We don’t get to choose our parents, and unfortunately, we aren’t all blessed with a loving and healthy parent-child dynamic. For those raised by a narcissist, one of the hardest things to do is find healing from the damage caused by the narcissistic parent.
A narcissistic personality disorder is a Cluster-B personality disorder that falls into the same category of personality disruption as sociopathy. The disorder is characterized by selfishness, a lack of empathy, and a dysfunctional manner in interpersonal relationships.
If you were raised by a narcissist, you know all too well how abusive, callous and self-serving they can be. Children who are raised by narcissists often feel the weight of the toxic dynamic in a myriad of ways.
Signs of a Narcissistic Parent
1. Your parent disrespects your boundaries.
2. Your parent frequently put their own needs before yours when you were growing up.
3. Your personal development and sense of self were thwarted by your parent.
4. You were made to feel as though nothing you could ever do would ever be enough to satisfy them.
5. You were a victim of emotional, psychological, and physical @buse.
If that sounds like your childhood or even your present circumstances, you were likely raised by a narcissist. The good news is, that you aren’t stuck in the position you are in now. Once you “leave the nest,” your journey is just beginning.

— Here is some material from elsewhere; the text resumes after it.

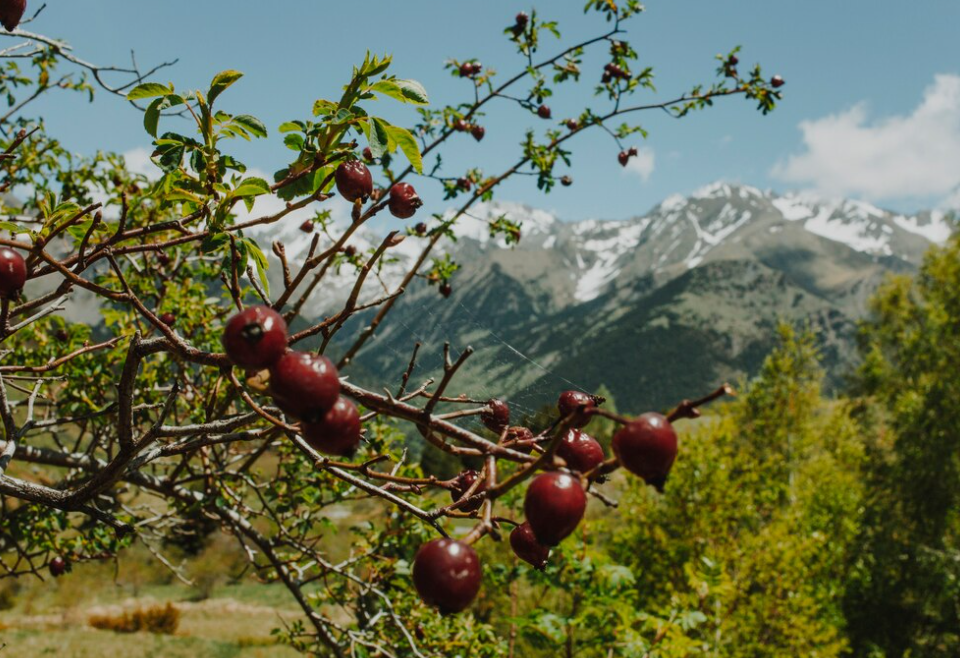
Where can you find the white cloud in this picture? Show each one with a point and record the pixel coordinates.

Here are some expert tips on how to heal from a narcissistic parent:
1. Educate yourself about narcissism.
Understanding what narcissism is, and the symptoms and prognosis of the disorder can give you great insight not only into your parent but also what they put you through. Nothing will ever take back the fact that they have harmed you, but if you understand what has caused this to happen, it will help you immensely.
2. Understand the limitations of the disorder.

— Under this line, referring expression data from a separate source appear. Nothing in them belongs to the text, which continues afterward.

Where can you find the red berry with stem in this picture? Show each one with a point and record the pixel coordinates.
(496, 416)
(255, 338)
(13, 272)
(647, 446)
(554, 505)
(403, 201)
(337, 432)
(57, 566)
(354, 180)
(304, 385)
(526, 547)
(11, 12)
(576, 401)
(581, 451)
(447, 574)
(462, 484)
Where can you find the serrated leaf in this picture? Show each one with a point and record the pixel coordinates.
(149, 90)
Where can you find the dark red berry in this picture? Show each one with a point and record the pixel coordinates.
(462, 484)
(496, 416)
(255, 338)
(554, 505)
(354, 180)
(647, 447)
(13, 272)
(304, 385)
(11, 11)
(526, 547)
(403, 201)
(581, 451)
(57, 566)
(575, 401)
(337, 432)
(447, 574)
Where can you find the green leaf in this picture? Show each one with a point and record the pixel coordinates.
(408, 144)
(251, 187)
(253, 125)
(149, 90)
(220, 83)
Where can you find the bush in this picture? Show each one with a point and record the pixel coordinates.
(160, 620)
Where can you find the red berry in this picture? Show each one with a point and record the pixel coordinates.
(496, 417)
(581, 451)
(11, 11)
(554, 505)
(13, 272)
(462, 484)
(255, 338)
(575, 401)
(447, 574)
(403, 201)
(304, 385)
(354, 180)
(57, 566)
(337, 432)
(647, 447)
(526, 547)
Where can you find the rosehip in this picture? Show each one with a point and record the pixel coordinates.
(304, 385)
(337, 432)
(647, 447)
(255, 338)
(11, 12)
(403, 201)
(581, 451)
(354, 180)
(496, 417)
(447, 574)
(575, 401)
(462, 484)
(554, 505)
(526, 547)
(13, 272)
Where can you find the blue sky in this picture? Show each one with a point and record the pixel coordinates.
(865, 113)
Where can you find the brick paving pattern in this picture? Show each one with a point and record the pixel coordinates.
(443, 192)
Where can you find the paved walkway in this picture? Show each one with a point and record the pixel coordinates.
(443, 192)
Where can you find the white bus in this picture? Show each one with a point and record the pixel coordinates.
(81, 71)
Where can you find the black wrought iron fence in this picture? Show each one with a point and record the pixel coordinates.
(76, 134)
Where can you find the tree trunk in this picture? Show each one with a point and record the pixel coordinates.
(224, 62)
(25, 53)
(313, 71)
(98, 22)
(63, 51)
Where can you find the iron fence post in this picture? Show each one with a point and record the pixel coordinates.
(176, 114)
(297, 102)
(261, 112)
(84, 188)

There are several limitations to the disorder. First, narcissism is not curable or treatable. People who are diagnosed with narcissistic personality disorder are oftentimes resistant to admit they even have a problem, making them far less likely to be open to therapy. Other than therapy to help the self-aware unicorn narcissist, there is no cure. This means you will have to accept that your parent isn’t going to change.

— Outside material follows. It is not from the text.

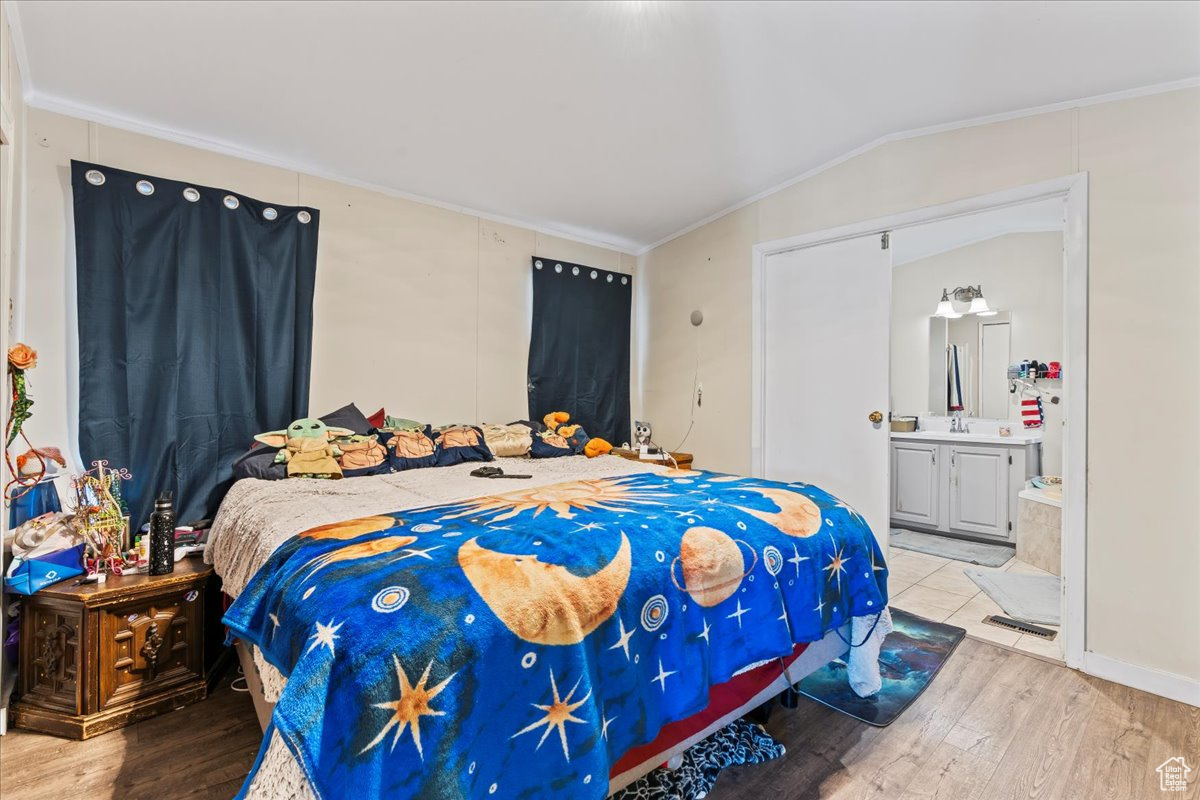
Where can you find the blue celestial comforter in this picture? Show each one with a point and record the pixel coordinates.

3. Don’t enable your parent.
It’s one thing to love and accept your parent, which is understandable, but make sure you are now enabling them to continue to cause you harm. To do this, you must break free from all control they have over you, and make it clear that you will not tolerate abuse.
4. Set firm boundaries, and stand by them.
Boundaries are so very important and unfortunately, children raised by narcissists are not often exposed to them or taught how to assert them. Boundaries are imaginary lines that prevent people from disturbing your peace and well-being. A good example of a boundary would be if your mother is constantly getting in the middle of your relationship with your partner and causing trouble. In response to this, you say “You are not allowed to come in between me and my partner. If you continue to do so, I am going to ______.” If they continue to run over you, follow through on the consequences.
5. Seek counseling or peer support.
One of the most important tools for someone healing from narcissistic parenting is therapy. Not only can a therapist help you work through and understand what has happened, but they can also give you the tools and insights your narcissistic parent was unable or unwilling to teach you.
6. Educate yourself on what healthy love is.
If you’ve been raised in a toxic dynamic, it will be hard to understand what healthy love is. Learn to question the things you’ve been taught, and read some books on healthy relationships, and healthy communication and boundaries in relationships. It will help immensely. Even better, it will give you a point of comparison.
7. Grieve what has happened to you.
The fact that you were raised by a toxic parent can be traumatic. You likely missed out on several things and were exposed to things you never should have been. Sit down and spend some time alone to think back and take inventory over what has happened, and allow the feelings to come through, so you can process them.
8. Revisit developmental milestones you may have missed out on.
Children raised by narcissists don’t get the same chance to be a child or teen as others. Because their parent won’t allow them to have their sense of self, there are several milestones they miss out on. As part of your healing, do those things you missed out on, and enjoy discovering who you are, outside of that relationship.
9. Connect with others in functional relationships.
Reach out and meet new people. Find friends, or build deeper connections with the friends and family you have that are healthy and conducive to your healing process. While you may not be able to ever have a healthy relationship with your parent, you can establish new and better relationships with others.